そのため、負担は現役世代だけでなく、シニア世代の家計にも及ぶことになります。

では、この「子ども・子育て支援金」が後期高齢者にとってどの程度の負担となるのかを見ていきましょう。

4.1 【年金収入別】シニア世代が負担する「子ども・子育て支援金」の目安額をチェック

こども家庭庁長官官房総務課支援金制度等準備室の資料によると、後期高齢者1人あたりの支援金による負担増は、2026年度から2028年度にかけて、月額でおおよそ200円~350円程度になると示されています。

ただし、「子ども・子育て支援金」は年収(所得)に応じて負担額が変わる仕組みとなっている点に注意が必要です。

そこで、2028年度時点を想定し、後期高齢者(単身世帯で年金収入のみの場合)について、年収別の負担額の目安を以下で確認していきましょう。

  • 年収80万円:月額 50円(均等割7割軽減)
  • 年収160万円:月額 100円(均等割7割軽減)
  • 年収180万円:月額 200円(均等割5割軽減)
  • 年収200万円:月額 350円(均等割2割軽減)
  • 年収250万円:月額 550円(軽減なし)
  • 年収300万円:月額 750円(軽減なし)

実際の負担額は、今後の保険料率の見直しなどによって変動する可能性があり、現時点では確定していません。

それでも、2026年4月以降は、後期高齢者医療制度の保険料に「子ども・子育て支援金」として月に数百円程度が上乗せされる見込みである点は押さえておく必要があります。

5. まとめ

今回は、「後期高齢者医療制度」の窓口負担ルールの基本と、この4月からスタートした「子ども・子育て支援金」についても確認しました。
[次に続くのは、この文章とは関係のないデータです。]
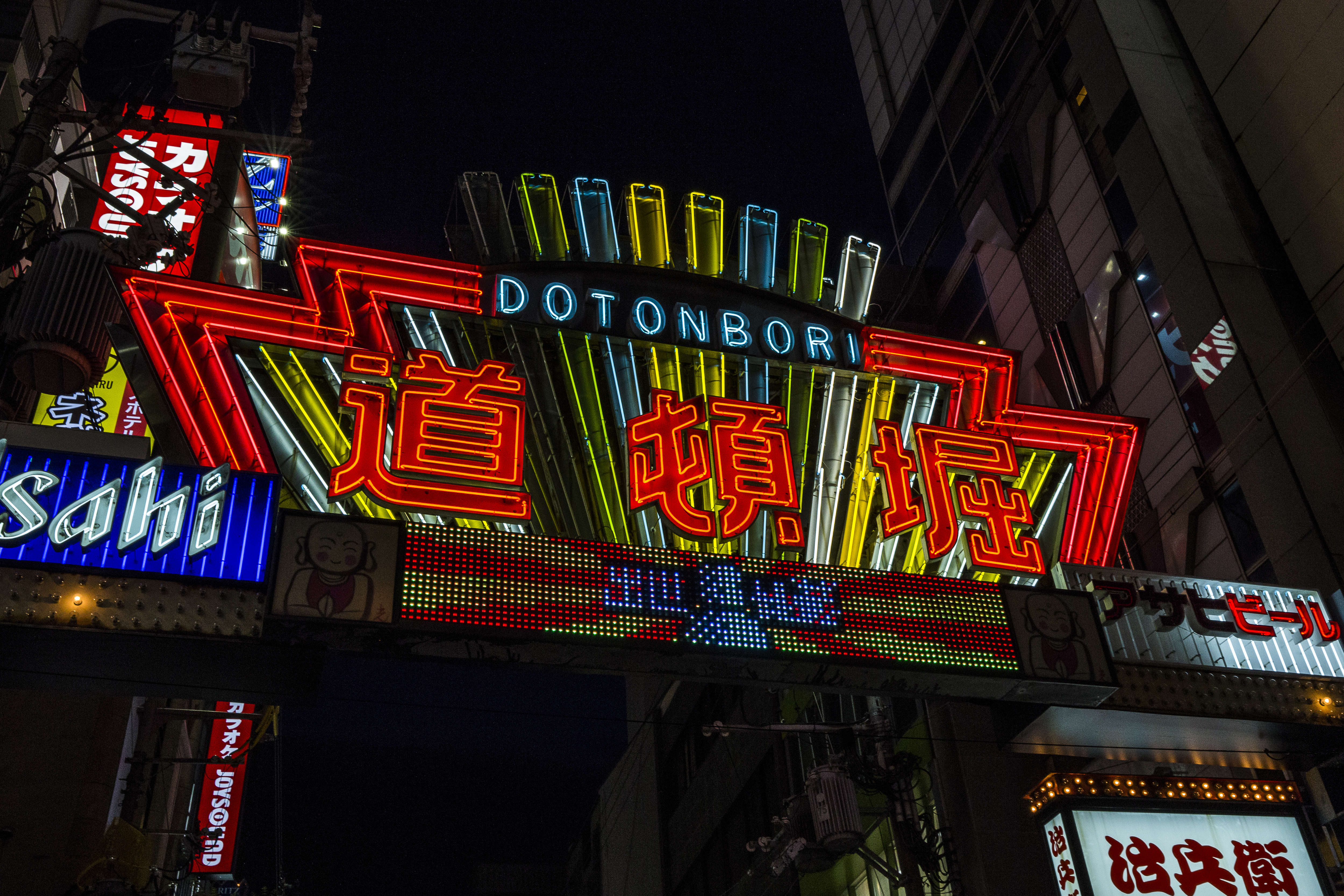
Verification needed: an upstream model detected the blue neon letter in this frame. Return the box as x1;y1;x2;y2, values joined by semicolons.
673;302;710;345
495;274;527;314
761;317;793;355
719;312;751;348
844;330;860;364
630;295;668;336
542;283;579;321
589;289;620;329
802;324;836;361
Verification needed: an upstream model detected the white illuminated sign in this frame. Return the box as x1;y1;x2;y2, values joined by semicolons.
1054;563;1344;678
1046;810;1325;896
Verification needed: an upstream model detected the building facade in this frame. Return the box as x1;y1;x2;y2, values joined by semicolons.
575;0;1344;895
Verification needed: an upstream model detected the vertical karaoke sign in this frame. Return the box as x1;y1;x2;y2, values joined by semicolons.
191;700;257;876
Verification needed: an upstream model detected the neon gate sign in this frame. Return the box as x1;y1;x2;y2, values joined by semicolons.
328;349;1046;576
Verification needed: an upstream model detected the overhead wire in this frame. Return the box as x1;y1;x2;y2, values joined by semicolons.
0;666;1333;756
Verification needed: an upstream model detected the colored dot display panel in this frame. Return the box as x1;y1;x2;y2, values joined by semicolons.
398;523;1019;673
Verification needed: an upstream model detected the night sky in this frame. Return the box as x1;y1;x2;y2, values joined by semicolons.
160;0;892;895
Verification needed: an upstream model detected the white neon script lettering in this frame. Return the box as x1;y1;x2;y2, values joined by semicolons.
0;439;230;556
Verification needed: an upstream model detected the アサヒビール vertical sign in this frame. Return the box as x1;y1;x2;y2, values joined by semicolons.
191;700;255;874
93;108;219;277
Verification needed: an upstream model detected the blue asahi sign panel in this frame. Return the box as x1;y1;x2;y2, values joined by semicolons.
0;439;280;583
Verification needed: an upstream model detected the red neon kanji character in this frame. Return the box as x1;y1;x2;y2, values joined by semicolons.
1055;858;1078;889
328;349;532;520
708;398;798;540
628;390;715;539
392;349;527;488
1172;837;1236;896
1106;837;1176;896
957;473;1046;575
1046;825;1068;856
872;420;925;539
911;423;1046;574
1232;840;1297;896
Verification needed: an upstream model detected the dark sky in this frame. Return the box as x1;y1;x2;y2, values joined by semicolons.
192;0;892;895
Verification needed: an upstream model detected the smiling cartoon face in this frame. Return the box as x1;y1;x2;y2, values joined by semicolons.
308;520;366;574
1027;594;1074;641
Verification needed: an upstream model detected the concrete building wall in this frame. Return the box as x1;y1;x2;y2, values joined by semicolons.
1171;0;1344;352
844;0;937;153
0;690;132;896
1068;0;1344;591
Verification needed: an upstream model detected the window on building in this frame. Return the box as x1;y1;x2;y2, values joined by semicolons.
1218;480;1275;584
1134;255;1223;461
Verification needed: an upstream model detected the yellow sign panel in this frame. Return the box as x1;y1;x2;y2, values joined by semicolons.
32;349;151;435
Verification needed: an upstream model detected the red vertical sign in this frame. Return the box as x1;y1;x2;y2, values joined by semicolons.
191;700;255;874
93;106;219;277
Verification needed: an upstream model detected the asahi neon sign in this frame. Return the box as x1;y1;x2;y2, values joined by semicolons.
0;439;230;556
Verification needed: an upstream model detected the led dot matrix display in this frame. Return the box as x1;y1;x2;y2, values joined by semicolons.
399;523;1019;672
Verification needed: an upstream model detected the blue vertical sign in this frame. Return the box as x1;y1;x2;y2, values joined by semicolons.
0;439;280;583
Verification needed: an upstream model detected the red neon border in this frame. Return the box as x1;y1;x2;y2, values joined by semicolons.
113;240;481;473
113;239;1144;566
863;326;1146;566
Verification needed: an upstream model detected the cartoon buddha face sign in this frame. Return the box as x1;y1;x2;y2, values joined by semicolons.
274;515;396;622
1004;588;1110;681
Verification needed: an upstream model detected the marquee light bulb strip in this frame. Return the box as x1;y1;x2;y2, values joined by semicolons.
399;523;1019;673
1023;772;1302;813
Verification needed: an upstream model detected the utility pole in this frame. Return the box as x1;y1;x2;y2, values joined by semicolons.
0;0;99;263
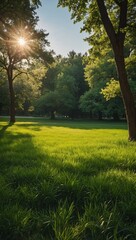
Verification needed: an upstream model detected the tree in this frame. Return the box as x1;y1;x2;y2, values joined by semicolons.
0;0;52;123
59;0;136;141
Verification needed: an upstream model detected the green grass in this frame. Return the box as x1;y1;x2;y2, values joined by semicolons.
0;119;136;240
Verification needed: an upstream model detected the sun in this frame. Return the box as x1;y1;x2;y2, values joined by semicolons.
18;37;26;47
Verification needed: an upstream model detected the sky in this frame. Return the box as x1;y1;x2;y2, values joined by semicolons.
37;0;89;56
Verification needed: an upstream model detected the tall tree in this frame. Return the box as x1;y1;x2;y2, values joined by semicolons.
0;0;51;123
59;0;136;141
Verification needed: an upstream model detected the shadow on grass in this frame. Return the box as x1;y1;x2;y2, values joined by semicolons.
0;130;136;240
16;120;127;131
0;123;14;137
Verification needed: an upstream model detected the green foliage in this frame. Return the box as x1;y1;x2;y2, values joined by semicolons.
0;118;136;240
101;79;120;101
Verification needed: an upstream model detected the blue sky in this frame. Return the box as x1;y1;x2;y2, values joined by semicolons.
37;0;89;56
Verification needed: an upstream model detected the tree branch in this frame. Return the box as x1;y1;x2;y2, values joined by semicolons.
96;0;117;49
12;69;28;81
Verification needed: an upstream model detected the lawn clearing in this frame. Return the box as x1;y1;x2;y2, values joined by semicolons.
0;119;136;240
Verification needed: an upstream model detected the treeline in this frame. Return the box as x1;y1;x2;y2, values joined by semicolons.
0;47;136;120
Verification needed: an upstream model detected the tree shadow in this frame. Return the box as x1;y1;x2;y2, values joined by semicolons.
0;123;14;137
0;129;135;240
19;120;127;131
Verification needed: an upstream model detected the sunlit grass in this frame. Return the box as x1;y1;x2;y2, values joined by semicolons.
0;119;136;240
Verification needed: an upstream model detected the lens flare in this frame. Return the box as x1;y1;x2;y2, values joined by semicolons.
18;37;26;47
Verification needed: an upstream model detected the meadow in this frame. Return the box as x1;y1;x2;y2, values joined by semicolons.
0;119;136;240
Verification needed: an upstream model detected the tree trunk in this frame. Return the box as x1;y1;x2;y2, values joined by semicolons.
7;66;15;123
97;0;136;141
115;52;136;141
51;110;55;120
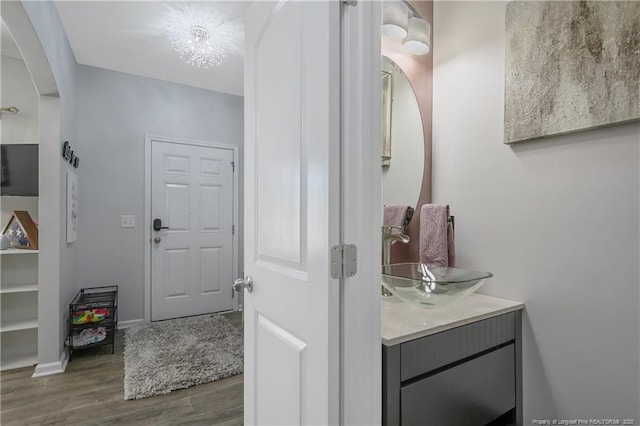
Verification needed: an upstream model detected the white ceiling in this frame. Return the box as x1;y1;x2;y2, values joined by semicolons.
53;0;251;95
0;20;22;59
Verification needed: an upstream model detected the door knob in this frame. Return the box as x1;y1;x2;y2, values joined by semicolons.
153;218;169;231
233;275;253;293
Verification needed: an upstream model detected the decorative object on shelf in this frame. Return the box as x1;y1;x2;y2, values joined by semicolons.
2;210;38;250
504;1;640;144
62;141;80;169
67;171;78;243
380;0;431;55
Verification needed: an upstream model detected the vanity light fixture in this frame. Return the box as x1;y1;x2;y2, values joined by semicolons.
380;0;431;55
166;9;231;69
402;18;431;55
381;0;409;40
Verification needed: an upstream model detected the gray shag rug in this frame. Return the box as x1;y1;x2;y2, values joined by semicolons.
124;314;244;399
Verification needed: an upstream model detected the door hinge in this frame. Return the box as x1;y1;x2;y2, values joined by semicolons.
331;244;358;279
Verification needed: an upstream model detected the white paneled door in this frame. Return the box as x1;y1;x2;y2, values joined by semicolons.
244;1;341;425
149;140;234;321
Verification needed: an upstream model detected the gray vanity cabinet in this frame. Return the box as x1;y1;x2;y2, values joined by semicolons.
382;311;522;426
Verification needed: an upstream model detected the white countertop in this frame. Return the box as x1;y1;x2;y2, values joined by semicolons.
382;293;524;346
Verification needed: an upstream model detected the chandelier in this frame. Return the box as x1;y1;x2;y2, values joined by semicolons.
166;9;231;69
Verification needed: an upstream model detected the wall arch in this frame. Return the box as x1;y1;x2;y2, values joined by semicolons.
0;1;66;377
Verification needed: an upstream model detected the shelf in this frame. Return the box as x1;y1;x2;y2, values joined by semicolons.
0;249;39;256
0;283;38;294
0;355;38;371
0;319;38;333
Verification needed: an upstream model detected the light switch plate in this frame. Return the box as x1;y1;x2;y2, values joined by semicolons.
120;214;136;228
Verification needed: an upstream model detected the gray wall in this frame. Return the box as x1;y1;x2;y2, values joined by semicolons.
433;2;640;424
21;1;79;364
77;65;244;321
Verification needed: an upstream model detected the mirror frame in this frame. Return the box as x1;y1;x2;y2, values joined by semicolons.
381;0;434;263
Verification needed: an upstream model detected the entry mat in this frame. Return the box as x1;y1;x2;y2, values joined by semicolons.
124;314;243;399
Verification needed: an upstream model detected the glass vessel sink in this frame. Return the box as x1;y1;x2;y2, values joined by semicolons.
382;263;493;308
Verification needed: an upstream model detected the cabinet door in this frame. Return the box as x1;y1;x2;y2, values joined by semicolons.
400;344;516;426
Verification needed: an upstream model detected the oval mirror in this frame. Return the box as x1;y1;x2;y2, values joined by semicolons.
382;56;424;208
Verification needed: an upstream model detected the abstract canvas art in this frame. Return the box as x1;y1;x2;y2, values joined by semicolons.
504;1;640;143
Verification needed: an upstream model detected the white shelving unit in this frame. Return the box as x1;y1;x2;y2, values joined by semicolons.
0;249;38;370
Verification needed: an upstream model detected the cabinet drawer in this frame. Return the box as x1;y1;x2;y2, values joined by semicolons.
400;312;516;381
400;344;516;426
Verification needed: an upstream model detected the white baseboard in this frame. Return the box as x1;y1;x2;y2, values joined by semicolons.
118;319;144;330
31;350;69;379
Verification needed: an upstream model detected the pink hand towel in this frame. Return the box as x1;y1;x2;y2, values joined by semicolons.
420;204;455;266
383;206;414;234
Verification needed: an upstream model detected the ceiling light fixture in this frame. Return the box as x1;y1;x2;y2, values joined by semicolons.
166;9;231;69
380;0;431;55
381;0;409;40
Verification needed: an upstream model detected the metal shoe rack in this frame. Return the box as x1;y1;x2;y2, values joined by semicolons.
67;285;118;358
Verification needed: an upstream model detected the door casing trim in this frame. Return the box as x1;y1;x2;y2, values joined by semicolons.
142;134;242;322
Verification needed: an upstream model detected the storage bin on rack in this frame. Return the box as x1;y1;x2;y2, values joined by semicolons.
67;285;118;358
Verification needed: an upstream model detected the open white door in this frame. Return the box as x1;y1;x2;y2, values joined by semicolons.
244;1;341;425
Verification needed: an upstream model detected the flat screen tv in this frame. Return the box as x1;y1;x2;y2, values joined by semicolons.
0;144;38;197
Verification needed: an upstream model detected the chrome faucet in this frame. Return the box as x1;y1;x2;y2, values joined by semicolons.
382;225;409;296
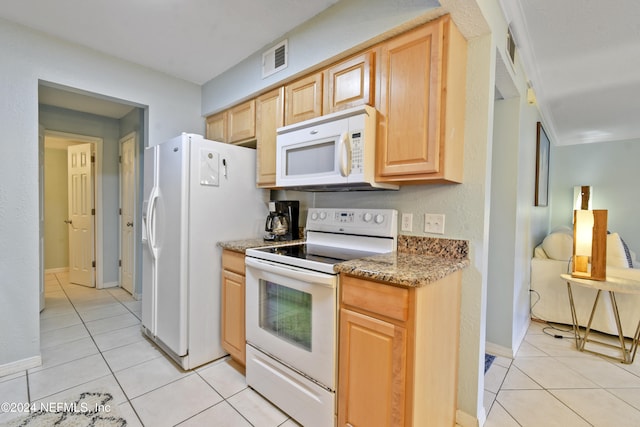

世論調査の結果が示す通り、多くのシニア世代が将来的な支出増に不安を抱いています。公的年金を中心とした生活において、「医療費はどう計算されるのか」「今月からいくら負担が上乗せされるのか」を正しく把握しておくことは、漠然とした不安を取り除き、日々の安心感に直結します。

少子高齢化を背景に、シニア世代の社会保障負担は今後も変化していく見通しです。

新年度を迎えたこのタイミングで、最新の制度変更をしっかりと自身の家計に織り込み、長期的な視点で見通しを持ったセカンドライフの資金計画を立てていきましょう。